SNL’s Leslie Jones provides a night of raunchy fun
Sponsored by the De Florez Fund for Humor
Feb. 19, 2017
You might recognize Leslie Jones’s name from Ghostbusters (2016), where she starred as Patty Tolan. You might know her from Saturday Night Live, which she joined in 2013. Or you might know her from the online attacks against her, led by alt-right figure Milo Yiannopoulos.
On Sunday night, Leslie Jones performed for a packed house in Kresge. Right off the bat, she expressed astonishment at the audience: “Wow, I was not expecting so many white people!”
The crowd tittered.
Along the same vein, she told a story of being recognized by a couple with a toddler — while she was smoking marijuana. Other stories included trying to seduce the singer Prince, only to have her ponytail fly off while dancing; casually mentioning to an old friend that she was talking to Tom Hanks and receiving an annoyed response; and awkward booty calls mistaken for relationships.

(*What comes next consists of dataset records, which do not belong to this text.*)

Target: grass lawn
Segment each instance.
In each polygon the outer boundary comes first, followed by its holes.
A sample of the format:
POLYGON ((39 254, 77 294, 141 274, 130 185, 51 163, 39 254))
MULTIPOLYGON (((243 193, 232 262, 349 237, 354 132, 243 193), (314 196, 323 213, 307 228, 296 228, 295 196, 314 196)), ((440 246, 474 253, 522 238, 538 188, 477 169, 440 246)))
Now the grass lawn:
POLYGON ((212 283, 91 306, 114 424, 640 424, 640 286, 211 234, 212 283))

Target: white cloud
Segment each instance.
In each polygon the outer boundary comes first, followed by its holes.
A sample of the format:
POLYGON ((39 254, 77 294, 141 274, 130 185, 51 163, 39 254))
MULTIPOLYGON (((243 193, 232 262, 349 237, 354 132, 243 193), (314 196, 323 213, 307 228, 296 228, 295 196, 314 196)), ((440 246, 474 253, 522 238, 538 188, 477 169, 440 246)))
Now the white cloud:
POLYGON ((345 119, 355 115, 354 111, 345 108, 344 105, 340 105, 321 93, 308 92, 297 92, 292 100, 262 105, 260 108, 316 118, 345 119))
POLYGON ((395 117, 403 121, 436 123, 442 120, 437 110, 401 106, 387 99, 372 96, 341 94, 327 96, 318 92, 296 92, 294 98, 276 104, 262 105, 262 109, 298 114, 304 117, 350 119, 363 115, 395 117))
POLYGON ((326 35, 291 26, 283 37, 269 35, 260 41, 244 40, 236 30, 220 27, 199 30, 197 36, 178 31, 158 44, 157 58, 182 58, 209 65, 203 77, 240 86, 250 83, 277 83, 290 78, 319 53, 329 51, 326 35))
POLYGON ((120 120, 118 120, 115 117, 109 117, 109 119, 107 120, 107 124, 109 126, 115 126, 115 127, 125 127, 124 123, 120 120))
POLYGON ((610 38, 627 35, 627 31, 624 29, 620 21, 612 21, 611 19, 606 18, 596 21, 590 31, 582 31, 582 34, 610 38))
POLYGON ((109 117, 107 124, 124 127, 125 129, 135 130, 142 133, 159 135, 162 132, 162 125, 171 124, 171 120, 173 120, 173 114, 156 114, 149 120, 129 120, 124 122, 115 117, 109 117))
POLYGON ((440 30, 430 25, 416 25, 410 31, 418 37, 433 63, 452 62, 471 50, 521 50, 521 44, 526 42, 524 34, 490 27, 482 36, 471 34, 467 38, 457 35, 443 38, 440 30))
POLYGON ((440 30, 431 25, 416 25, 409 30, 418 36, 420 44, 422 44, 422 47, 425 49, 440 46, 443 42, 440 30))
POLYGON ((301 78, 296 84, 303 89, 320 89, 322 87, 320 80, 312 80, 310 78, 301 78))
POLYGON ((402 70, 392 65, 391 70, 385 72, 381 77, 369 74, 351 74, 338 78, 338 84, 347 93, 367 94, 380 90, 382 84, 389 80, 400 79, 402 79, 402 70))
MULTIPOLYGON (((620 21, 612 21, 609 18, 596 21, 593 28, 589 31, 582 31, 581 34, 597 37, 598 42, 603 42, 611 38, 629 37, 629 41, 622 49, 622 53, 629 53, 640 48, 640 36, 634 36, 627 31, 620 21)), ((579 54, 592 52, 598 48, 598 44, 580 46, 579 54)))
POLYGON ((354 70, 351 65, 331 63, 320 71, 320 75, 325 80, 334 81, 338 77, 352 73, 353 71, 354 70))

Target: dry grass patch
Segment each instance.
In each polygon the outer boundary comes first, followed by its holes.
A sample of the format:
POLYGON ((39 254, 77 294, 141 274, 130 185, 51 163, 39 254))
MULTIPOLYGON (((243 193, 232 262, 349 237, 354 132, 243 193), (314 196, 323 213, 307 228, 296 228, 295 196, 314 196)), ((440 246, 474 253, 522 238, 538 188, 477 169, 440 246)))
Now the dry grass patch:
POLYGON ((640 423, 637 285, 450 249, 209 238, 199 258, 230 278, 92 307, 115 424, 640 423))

My favorite segment, though, was her reply to the online attacks last year. A brief recap: after Ghostbusters was released, Jones received racist vitriol on Twitter, leading her to delete her account. Later, her personal website was hacked, and photos of her passport and driver’s license were posted. In addition, her nude photographs and a reference to Harambe were published.

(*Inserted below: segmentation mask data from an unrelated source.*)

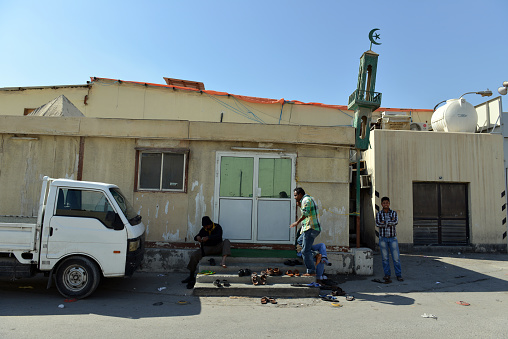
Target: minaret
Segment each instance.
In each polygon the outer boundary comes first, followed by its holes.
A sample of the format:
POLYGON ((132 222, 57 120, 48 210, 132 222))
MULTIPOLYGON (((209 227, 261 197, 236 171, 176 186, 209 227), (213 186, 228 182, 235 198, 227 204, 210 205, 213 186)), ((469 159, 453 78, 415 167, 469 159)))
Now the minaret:
POLYGON ((360 71, 358 72, 358 84, 356 90, 349 96, 347 108, 355 111, 354 127, 356 148, 356 247, 360 247, 360 159, 361 151, 369 148, 370 120, 372 112, 381 106, 381 93, 376 93, 377 57, 379 54, 372 51, 372 44, 380 45, 375 39, 379 34, 374 34, 378 29, 370 31, 370 48, 360 58, 360 71))
POLYGON ((355 147, 364 151, 369 147, 372 112, 381 106, 381 93, 376 93, 377 58, 379 54, 368 50, 360 58, 358 85, 349 96, 347 108, 355 111, 355 147))

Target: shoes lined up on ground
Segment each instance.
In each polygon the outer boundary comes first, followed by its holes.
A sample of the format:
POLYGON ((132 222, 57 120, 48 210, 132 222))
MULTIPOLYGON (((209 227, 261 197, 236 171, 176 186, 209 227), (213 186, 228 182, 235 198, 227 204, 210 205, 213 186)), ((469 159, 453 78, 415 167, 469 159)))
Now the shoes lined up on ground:
POLYGON ((296 265, 303 265, 303 263, 299 260, 289 259, 289 260, 284 261, 284 265, 296 266, 296 265))
POLYGON ((215 266, 215 259, 214 258, 210 258, 208 260, 208 262, 210 263, 210 266, 215 266))

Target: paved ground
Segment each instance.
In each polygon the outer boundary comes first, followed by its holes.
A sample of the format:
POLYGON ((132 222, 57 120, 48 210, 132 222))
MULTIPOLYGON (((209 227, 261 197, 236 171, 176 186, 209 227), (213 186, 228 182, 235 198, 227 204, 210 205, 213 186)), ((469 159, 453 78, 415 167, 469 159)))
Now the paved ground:
POLYGON ((371 281, 382 277, 379 255, 374 264, 372 277, 330 277, 355 297, 338 297, 341 307, 318 298, 261 305, 259 298, 194 297, 182 273, 106 279, 71 303, 46 290, 44 278, 4 279, 0 338, 508 338, 508 255, 402 255, 405 281, 387 285, 371 281))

While her exact words are too profanity-laced to insert, the gist was: at age 49, she’s trying to lure in as many potential partners as possible, so this only helped her. Of course, there was some awkwardness with her aunts, who wanted to know why their niece’s photos had somehow ended up on their screen — after all, old people are bad at using computers.
Essentially, by joking about the online attacks, she reclaimed her power. She refused to become a victim.

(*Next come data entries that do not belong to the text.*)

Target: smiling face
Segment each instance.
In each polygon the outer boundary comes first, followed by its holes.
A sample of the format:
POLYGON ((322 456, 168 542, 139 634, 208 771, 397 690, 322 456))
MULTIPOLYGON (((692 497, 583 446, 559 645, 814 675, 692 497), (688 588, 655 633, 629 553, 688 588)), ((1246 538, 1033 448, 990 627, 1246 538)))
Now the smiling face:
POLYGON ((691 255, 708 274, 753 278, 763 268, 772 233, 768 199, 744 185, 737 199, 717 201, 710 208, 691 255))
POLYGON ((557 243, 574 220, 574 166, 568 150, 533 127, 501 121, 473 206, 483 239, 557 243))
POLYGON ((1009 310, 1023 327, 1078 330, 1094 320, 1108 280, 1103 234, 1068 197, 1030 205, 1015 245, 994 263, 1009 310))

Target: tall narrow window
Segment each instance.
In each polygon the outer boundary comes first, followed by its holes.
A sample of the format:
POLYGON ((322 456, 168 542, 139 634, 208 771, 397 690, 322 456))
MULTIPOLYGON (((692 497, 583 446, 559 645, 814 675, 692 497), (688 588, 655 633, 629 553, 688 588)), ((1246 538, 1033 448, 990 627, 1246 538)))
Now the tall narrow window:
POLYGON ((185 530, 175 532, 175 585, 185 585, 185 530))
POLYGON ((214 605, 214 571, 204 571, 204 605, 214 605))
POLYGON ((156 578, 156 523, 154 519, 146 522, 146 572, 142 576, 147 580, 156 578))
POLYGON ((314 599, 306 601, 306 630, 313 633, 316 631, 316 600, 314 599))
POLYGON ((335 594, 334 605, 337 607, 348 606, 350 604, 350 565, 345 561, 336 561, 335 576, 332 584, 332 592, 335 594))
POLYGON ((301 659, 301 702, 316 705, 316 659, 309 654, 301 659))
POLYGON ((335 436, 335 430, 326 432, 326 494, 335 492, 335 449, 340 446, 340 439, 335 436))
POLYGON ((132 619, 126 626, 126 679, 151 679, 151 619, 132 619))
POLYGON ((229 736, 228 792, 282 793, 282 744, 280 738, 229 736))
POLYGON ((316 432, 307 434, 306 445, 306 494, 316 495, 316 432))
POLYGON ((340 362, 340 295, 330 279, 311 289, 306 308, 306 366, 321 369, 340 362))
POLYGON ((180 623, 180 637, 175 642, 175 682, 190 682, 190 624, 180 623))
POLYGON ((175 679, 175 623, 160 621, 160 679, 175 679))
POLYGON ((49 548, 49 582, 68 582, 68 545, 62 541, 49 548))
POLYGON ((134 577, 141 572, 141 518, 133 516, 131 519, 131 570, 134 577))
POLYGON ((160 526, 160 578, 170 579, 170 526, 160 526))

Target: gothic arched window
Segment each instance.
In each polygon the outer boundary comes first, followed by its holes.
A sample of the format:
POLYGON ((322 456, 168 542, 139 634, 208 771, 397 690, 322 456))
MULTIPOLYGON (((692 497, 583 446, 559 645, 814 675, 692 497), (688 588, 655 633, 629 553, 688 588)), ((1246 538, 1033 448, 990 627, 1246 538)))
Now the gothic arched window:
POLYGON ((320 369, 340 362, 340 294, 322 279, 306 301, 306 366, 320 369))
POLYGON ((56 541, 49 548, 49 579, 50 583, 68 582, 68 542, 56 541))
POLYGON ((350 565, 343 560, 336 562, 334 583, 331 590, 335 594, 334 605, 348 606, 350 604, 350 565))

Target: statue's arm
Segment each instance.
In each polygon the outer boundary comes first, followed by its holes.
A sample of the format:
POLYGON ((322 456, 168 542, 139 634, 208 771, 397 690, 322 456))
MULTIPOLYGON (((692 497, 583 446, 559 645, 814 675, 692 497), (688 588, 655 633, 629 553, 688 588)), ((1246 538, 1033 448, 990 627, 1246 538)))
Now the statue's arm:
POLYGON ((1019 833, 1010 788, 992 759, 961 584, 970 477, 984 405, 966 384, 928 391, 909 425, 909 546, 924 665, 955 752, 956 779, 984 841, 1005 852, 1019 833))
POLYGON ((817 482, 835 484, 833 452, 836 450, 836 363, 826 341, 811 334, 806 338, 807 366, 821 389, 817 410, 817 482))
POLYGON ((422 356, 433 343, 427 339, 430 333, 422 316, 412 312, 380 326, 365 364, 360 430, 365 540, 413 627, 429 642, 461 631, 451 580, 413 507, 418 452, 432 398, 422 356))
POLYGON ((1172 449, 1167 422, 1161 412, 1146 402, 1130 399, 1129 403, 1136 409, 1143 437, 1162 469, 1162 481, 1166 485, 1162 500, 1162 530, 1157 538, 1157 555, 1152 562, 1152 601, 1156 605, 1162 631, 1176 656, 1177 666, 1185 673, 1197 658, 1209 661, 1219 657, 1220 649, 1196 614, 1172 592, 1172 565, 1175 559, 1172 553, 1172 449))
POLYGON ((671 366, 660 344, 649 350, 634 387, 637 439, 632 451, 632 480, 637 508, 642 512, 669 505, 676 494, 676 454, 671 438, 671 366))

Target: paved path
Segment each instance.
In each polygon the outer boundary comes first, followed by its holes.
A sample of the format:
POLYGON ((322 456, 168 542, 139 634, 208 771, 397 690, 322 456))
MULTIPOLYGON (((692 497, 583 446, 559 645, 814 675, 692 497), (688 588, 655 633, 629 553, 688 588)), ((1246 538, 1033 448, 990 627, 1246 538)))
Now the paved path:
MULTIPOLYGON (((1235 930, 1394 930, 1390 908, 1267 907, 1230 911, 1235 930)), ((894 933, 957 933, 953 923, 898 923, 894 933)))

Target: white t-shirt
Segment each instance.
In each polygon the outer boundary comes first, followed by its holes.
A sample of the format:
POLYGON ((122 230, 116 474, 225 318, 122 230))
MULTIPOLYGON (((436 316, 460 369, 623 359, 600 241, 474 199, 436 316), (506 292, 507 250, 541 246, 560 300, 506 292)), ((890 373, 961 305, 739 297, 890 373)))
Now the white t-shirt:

In the last portion of her show, Jones wandered into the audience, teasing us students for not enjoying our youth enough. “How old are you?” she asked one girl. Twenty-three, was the reply. “I don’t even remember what I did at age 23,” Jones said. “You know what? Because I lived.”
She proceeded to speculate on students’ sex lives and friendships. “Are you three witches?” she asked a trio. “Don’t you need a fourth member?” She rubbed a man’s balding head and licked his scalp—gingerly, he used her towel to wipe off her saliva.
Leslie Jones summed up the show best: “Don’t expect this to be like Saturday Night Live!” While her weekly show abides by (mostly) family-friendly standards, Jones’s one-woman show was raunchier and rawer. It was clear that she was unafraid to be unabashedly honest, loud, and sexual. She might as well have said: this is me; take it or leave it.